Have you ever been frustrated during an intense conversation? Dumb question, I know. Of course we all have encountered the frustration. Not the best question to begin a blog on the topic of asking good questions. The reason I started with that question is because it is often the type of question we ask; it only requires a "yes" or "no" answer not to mention it's a question we already know the answer to.
In my ministry as a pastor I work with people on a daily basis and often times I sit with folks who are trying desperately to communicate their thoughts and feelings but sometimes lack the vocabulary to do so. They also struggle with clarifying what it is that is actually going on in their minds, feelings or life. Good questions are very important in helping a person come to some clarity in order to better understand. It's good for me and them.
Asking good questions is almost an art form in my opinion. I know some people who are amazing at it leaving me thinking, "I wish I would have asked that question." But there are many many people who don't think of asking questions in regular communication. I'm not talking about basic questions like, "How was your day at work?" or "Did you get your homework done?" I'm talking about well-phrased, intentional, smart questions that open people up to get to the heart of the matter. For many of us, we prefer to "tell" rather than "ask", give our opinion rather than ask for others'.
When I'm coaching small group leaders and also people who come into my office for counsel, I will often ask how they might ask thought provoking, information grabbing questions within their particular context. With small group leaders, it is not enough to merely follow the questions in the curriculum, but if one is ACTIVELY LISTENING
to the others in the group, you may ask other questions to help move your group deeper as their responses unfold and open new doors in the conversation. I have watched as smart, thoughtful questions have helped members of a group wrestle through a member's difficult situation, or help the group decide on mission together. Many leaders tell me that thinking about how to ask good questions also keeps them focused as active listeners to the other nuances going on in the group.

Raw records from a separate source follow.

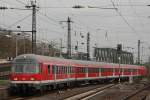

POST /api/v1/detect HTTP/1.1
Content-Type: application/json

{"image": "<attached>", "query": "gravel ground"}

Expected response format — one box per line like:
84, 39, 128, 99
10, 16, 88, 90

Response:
29, 84, 106, 100
8, 80, 150, 100
86, 81, 150, 100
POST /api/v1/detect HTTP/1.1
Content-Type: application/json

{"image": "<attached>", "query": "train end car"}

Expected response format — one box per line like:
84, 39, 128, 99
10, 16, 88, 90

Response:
9, 54, 44, 94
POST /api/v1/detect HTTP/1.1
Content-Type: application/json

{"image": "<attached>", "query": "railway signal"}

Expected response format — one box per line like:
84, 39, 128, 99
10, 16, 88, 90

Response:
117, 44, 122, 84
117, 44, 122, 54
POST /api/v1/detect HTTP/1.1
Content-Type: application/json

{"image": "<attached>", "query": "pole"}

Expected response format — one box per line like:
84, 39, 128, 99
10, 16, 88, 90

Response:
118, 56, 121, 83
137, 40, 140, 65
60, 38, 62, 57
15, 36, 18, 57
87, 32, 90, 60
31, 1, 36, 54
60, 17, 73, 59
67, 17, 71, 59
23, 35, 25, 54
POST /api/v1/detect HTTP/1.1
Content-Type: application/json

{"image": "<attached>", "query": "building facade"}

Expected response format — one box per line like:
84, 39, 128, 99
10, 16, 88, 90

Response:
94, 48, 134, 64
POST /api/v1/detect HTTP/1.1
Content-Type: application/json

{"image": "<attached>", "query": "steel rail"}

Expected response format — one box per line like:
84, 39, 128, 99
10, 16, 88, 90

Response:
64, 84, 117, 100
122, 84, 150, 100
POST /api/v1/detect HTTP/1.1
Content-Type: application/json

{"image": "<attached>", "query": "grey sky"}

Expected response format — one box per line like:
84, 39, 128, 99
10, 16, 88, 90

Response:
0, 0, 150, 62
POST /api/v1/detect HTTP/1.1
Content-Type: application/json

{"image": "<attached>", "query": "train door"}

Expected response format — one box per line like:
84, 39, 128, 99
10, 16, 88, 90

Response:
39, 63, 43, 81
47, 65, 51, 80
39, 63, 47, 80
52, 65, 56, 81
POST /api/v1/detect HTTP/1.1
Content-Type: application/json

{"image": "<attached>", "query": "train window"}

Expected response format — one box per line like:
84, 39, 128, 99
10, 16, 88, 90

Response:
58, 66, 60, 74
101, 68, 104, 72
115, 68, 119, 72
59, 66, 61, 74
13, 59, 39, 73
48, 65, 50, 74
67, 67, 69, 74
64, 66, 66, 74
70, 67, 71, 73
82, 68, 84, 73
63, 66, 65, 74
62, 66, 64, 74
56, 66, 58, 74
128, 69, 131, 72
68, 67, 70, 74
70, 67, 72, 73
66, 67, 68, 74
59, 66, 60, 74
52, 65, 55, 74
96, 68, 99, 73
120, 68, 122, 72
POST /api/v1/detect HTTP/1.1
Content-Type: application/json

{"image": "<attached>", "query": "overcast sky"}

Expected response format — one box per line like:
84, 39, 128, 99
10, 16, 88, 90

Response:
0, 0, 150, 62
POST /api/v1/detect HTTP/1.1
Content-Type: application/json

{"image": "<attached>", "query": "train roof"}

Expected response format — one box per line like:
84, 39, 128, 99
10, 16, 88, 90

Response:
14, 54, 145, 69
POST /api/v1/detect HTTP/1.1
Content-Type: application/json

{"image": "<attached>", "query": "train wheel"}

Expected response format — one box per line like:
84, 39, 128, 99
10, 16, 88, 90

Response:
39, 86, 44, 95
8, 87, 17, 95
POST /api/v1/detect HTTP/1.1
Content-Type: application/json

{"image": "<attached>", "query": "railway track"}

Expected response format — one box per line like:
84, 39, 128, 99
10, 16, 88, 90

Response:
7, 82, 150, 100
122, 84, 150, 100
10, 97, 25, 100
64, 84, 117, 100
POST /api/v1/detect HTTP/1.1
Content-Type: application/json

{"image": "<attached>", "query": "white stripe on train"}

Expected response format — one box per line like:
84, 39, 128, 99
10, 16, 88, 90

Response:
10, 75, 140, 84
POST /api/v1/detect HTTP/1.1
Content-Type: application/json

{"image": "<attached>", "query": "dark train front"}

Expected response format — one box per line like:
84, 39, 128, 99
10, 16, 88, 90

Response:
9, 54, 42, 94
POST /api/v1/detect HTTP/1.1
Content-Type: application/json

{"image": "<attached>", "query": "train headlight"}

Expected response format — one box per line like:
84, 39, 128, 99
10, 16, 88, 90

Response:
14, 78, 18, 81
30, 77, 35, 81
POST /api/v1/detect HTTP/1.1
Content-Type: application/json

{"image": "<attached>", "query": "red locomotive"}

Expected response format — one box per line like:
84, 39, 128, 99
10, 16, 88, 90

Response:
10, 54, 146, 93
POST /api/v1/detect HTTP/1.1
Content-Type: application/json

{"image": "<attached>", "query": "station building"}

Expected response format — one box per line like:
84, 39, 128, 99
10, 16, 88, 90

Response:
93, 48, 134, 64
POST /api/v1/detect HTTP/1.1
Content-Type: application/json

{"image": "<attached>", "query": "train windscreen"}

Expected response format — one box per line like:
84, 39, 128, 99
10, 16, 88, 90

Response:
12, 59, 39, 73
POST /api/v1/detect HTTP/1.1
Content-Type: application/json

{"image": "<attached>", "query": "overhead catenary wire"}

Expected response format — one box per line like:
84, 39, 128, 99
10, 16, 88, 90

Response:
114, 0, 150, 47
37, 11, 66, 32
7, 13, 32, 29
129, 0, 145, 37
37, 15, 65, 34
110, 0, 140, 39
0, 0, 16, 6
15, 0, 28, 6
37, 13, 61, 27
37, 11, 60, 25
1, 0, 150, 56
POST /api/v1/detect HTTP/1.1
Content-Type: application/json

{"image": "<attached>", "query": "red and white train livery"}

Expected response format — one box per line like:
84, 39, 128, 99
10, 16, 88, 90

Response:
10, 54, 146, 92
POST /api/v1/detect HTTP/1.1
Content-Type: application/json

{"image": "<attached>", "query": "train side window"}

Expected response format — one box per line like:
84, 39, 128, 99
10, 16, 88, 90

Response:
71, 67, 72, 73
66, 66, 68, 74
63, 66, 65, 74
52, 65, 55, 74
56, 66, 58, 74
67, 67, 69, 74
48, 65, 50, 74
68, 67, 70, 74
62, 66, 64, 74
101, 68, 104, 72
64, 66, 66, 74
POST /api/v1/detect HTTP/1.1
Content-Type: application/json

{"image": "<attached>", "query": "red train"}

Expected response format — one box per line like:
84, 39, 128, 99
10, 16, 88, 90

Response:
10, 54, 146, 93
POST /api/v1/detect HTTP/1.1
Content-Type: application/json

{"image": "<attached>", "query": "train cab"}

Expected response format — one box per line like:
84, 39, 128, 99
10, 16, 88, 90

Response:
10, 54, 42, 93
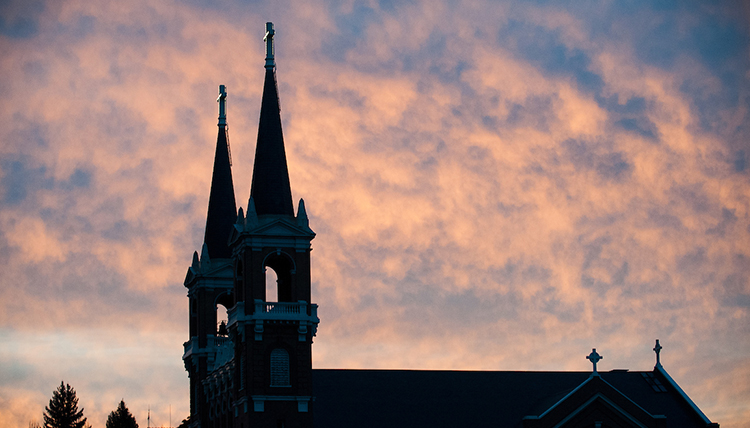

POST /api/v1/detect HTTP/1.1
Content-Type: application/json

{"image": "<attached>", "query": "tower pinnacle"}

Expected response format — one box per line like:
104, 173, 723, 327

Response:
203, 85, 237, 258
250, 23, 294, 216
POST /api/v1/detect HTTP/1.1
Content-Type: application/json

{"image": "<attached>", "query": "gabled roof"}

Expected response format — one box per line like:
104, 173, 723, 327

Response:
249, 67, 294, 217
311, 369, 713, 428
203, 105, 237, 259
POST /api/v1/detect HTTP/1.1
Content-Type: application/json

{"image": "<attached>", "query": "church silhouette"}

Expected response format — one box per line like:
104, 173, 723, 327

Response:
180, 22, 719, 428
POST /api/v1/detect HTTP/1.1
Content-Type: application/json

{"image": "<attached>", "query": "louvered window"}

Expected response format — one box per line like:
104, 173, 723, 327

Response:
270, 348, 290, 387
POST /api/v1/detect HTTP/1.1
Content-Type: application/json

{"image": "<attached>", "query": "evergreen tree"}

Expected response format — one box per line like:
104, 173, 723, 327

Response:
43, 382, 87, 428
106, 400, 139, 428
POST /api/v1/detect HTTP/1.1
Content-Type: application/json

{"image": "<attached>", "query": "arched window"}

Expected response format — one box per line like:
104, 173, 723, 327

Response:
266, 267, 279, 302
270, 348, 290, 387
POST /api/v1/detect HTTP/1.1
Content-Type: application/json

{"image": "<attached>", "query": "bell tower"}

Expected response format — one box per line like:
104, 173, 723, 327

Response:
227, 22, 319, 428
183, 84, 238, 428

Good questions help us maximize serendipitous moments for the overall benefit of the group. We believe, or at least I hope you do, that the Holy Spirit is active and at work when we meet together so we need to be ready for anything. What do you do when someone begins to open up with something deep and personal for the first time? How do you respond? If it's not part of the curriculum what do you do; just say, "thanks for sharing" and move on? I certainly hope not. When someone in your group is obviously negative or antagonistic at a gathering do you just think, "Wow, they're in a bad mood. I wonder what's got their goat?" and not ask for clarification? I hope not. What if that person has something serious going on or is silently stewing over something someone in the group or the group said or did? Questions, questions, questions. ASK THEM!
If you're a leader of a small group, I encourage you to keep a small pad of paper and pen with you so you can jot down other smart questions to ask your group members as the discussion or conversation lends itself. Otherwise, if you're like me, you'll forget and lose the moment.
How to Ask Smart Questions
is an article I stumbled across that you might find valuable too. It's by Steve Snyder, professor of Humanities at Grand View University in Des Moines Iowa.
Remember, the only dumb question is the one not asked.
How good are you at asking smart questions?